While investors will closely watch the simmering conflict in the Middle East which continues to heat up without as yet boiling over, central bank rate decisions will once again take center stage next week with three major monetary policy decisions on the docket.
The Bank of Japan is expected to maintain its dovish stance and negative interest rates on Monday, followed by the Bank of Canada rate decision on Wednesday, which is anybody’s guess. Thursday morning will see the European Central Bank’s rate announcement, which could provide the greatest risk for the U.S. dollar and gold next week.
Markets will also receive U.S. Flash PMI data on Wednesday, advance Q4 GDP, durable goods, and new home sales on Thursday, and the Core PCE, personal income and spending report on Friday.
“It’s going to be interesting, because, just from a technical point of view, we’ve got a mix of signals going on right now,” said Darin Newsom, Senior Market Analyst at Barchart.com. “The trend on the weekly chart is still down. So what does this tell me? That we’re going to see some of the money come out of the idea of safe-haven.”
Newsom said this doesn’t mean that everything around the world will suddenly get better, “but it’s possible that we start to see investment money grow a little more comfortable and move out of commodities, including safe haven markets.”
He noted during the interview that the S&P 500 was on the verge of setting a new all-time high, which it did later on Friday afternoon, and said this would also pull investment away from precious metals.
“I think we’re going to continue to see a flow of money out of commodities, and that would include gold,” he said. “Now, gold might be one of the last ones where we see money move out because there is so much uncertainty in the world. But that being said, the weekly chart still looks down. If it can’t build a short-term uptrend off of that low this week near $2,000, it blows through it next week.”
“Eventually we are going to extend this third wave of a three-part downtrend beyond the previous low of $1,987.90, with the next target down at $1,960.80 on the Feb contract.”
Newsom said that before we get to the end of January, he expects the April contract to set new lows as well. “From a purely technical point of view, if we take out the previous low of $2,007.40, then $1,980 will be the next target for the April contract.”
Newsom said that while $2,000 per ounce is a nice round number, he doesn’t think that algorithms are actually looking at it. “They’re watching moving averages, volumes and volatility, these kinds of things,” he said. “Eventually, they’re going to look over at those other investment opportunities. I feel like there’s more opportunity there.”
“We’re climbing into new territory, new high territories, and gold might have run its course for now,” he said. “Money just switches channels.”

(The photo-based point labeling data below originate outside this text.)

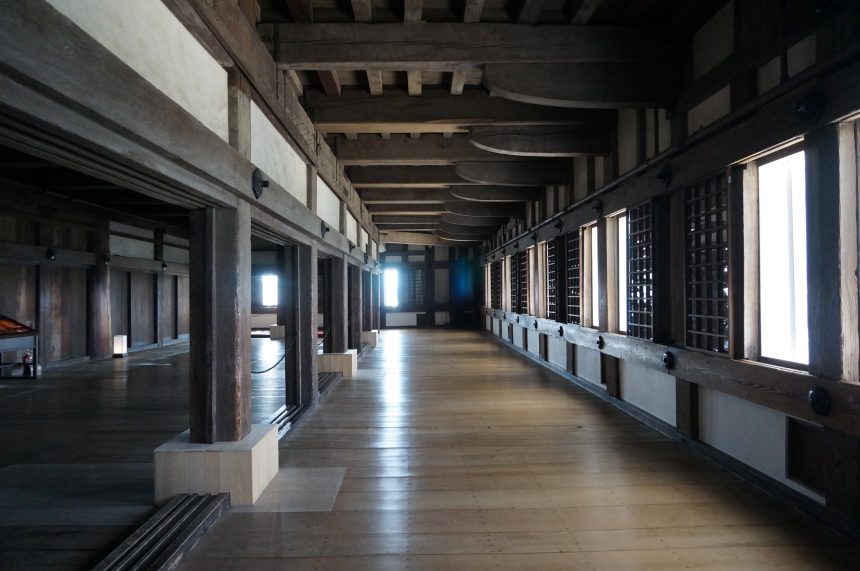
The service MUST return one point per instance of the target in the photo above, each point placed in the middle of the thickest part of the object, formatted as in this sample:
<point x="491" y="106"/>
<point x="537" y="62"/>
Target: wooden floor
<point x="76" y="450"/>
<point x="452" y="452"/>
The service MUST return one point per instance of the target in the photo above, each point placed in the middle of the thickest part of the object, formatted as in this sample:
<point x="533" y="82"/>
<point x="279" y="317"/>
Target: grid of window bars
<point x="707" y="265"/>
<point x="523" y="275"/>
<point x="574" y="291"/>
<point x="551" y="280"/>
<point x="640" y="272"/>
<point x="496" y="285"/>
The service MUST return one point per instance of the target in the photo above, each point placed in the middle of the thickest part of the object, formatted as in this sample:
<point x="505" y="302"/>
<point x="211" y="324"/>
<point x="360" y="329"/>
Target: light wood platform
<point x="449" y="451"/>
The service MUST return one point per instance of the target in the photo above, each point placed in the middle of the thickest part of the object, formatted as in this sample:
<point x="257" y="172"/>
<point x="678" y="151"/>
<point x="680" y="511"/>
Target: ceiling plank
<point x="494" y="193"/>
<point x="444" y="46"/>
<point x="413" y="80"/>
<point x="436" y="111"/>
<point x="374" y="81"/>
<point x="404" y="195"/>
<point x="542" y="140"/>
<point x="404" y="177"/>
<point x="522" y="173"/>
<point x="412" y="10"/>
<point x="472" y="11"/>
<point x="529" y="11"/>
<point x="362" y="10"/>
<point x="585" y="11"/>
<point x="585" y="85"/>
<point x="431" y="149"/>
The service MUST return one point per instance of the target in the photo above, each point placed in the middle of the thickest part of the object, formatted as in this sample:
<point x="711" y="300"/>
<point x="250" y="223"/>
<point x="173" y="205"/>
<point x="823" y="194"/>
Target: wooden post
<point x="687" y="408"/>
<point x="98" y="296"/>
<point x="220" y="304"/>
<point x="288" y="310"/>
<point x="823" y="255"/>
<point x="354" y="306"/>
<point x="306" y="340"/>
<point x="339" y="318"/>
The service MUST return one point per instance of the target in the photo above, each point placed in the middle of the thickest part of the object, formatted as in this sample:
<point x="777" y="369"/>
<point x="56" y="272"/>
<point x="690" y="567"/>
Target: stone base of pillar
<point x="370" y="338"/>
<point x="277" y="331"/>
<point x="243" y="469"/>
<point x="343" y="363"/>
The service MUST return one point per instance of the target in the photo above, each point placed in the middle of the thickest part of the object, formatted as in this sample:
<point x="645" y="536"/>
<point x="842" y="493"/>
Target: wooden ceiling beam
<point x="404" y="177"/>
<point x="403" y="195"/>
<point x="445" y="46"/>
<point x="542" y="140"/>
<point x="494" y="193"/>
<point x="522" y="173"/>
<point x="595" y="86"/>
<point x="436" y="111"/>
<point x="431" y="149"/>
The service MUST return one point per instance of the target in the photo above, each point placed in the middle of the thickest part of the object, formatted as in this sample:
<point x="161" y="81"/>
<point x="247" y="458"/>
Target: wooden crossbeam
<point x="444" y="46"/>
<point x="436" y="111"/>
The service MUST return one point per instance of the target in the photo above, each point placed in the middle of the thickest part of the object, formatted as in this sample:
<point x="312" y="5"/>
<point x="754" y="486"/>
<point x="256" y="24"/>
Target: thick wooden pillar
<point x="220" y="305"/>
<point x="288" y="306"/>
<point x="339" y="314"/>
<point x="306" y="340"/>
<point x="354" y="307"/>
<point x="99" y="344"/>
<point x="366" y="301"/>
<point x="823" y="254"/>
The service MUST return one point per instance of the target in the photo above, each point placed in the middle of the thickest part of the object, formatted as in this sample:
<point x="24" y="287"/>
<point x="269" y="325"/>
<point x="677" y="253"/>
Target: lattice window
<point x="574" y="289"/>
<point x="523" y="276"/>
<point x="551" y="280"/>
<point x="707" y="265"/>
<point x="496" y="285"/>
<point x="640" y="272"/>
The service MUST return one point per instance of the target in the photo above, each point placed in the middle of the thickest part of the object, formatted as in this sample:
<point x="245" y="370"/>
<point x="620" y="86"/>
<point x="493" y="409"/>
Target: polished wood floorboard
<point x="449" y="451"/>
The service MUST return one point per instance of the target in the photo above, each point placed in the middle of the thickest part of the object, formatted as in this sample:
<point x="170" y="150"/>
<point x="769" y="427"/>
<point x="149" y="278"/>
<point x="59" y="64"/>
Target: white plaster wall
<point x="328" y="205"/>
<point x="753" y="434"/>
<point x="557" y="352"/>
<point x="626" y="140"/>
<point x="534" y="341"/>
<point x="351" y="229"/>
<point x="651" y="390"/>
<point x="714" y="107"/>
<point x="129" y="247"/>
<point x="276" y="157"/>
<point x="518" y="336"/>
<point x="176" y="255"/>
<point x="149" y="39"/>
<point x="440" y="286"/>
<point x="714" y="41"/>
<point x="401" y="319"/>
<point x="588" y="364"/>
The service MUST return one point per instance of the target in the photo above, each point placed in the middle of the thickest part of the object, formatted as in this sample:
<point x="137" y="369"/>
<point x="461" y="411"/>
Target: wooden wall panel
<point x="142" y="309"/>
<point x="182" y="305"/>
<point x="119" y="302"/>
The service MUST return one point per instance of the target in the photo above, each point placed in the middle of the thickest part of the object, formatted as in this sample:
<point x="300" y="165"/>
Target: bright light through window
<point x="270" y="290"/>
<point x="595" y="282"/>
<point x="622" y="273"/>
<point x="390" y="281"/>
<point x="782" y="259"/>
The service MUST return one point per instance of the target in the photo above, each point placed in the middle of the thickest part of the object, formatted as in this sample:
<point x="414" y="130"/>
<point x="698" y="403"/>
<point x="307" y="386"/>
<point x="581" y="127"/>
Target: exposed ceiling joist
<point x="435" y="111"/>
<point x="588" y="85"/>
<point x="446" y="46"/>
<point x="404" y="195"/>
<point x="404" y="177"/>
<point x="431" y="149"/>
<point x="542" y="140"/>
<point x="521" y="173"/>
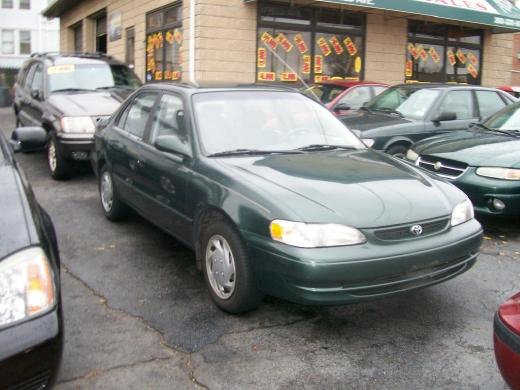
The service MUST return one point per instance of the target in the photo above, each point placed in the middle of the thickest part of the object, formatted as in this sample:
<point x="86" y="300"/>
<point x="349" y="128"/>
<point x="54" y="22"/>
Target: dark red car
<point x="341" y="96"/>
<point x="507" y="341"/>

For his part, Adrian Day, President of Adrian Day Asset Management, believes gold can build off of this week’s consolidation to post fresh gains next week. “We had retracement, now gold can move up again,” Day said.
James Stanley, senior market strategist at Forex.com, has switched from bear to bull for next week. “I went with down last week as there was an early-build of bearish structure, and that did pan out, to a degree,” he explained. “But bears failed to test below $2k in spot and a falling wedge formation has built. Those are bullish, and combined with a lack of testing below $2k, I think that we’ll see a push higher next week.”
Stanley said the big question is “where bears show up for resistance; I’ve got levels at 2059, 2075 and 2082.”
And Kitco Senior Analyst Jim Wyckoff still expects gold prices to trade higher next week. “Higher as bulls gained some momentum late this week, to suggest follow-through strength early next week,” he said.
Spot gold is currently up 0.31% on the day but has lost 1% during the week, last trading at $2,028.44 per ounce at the time of writing.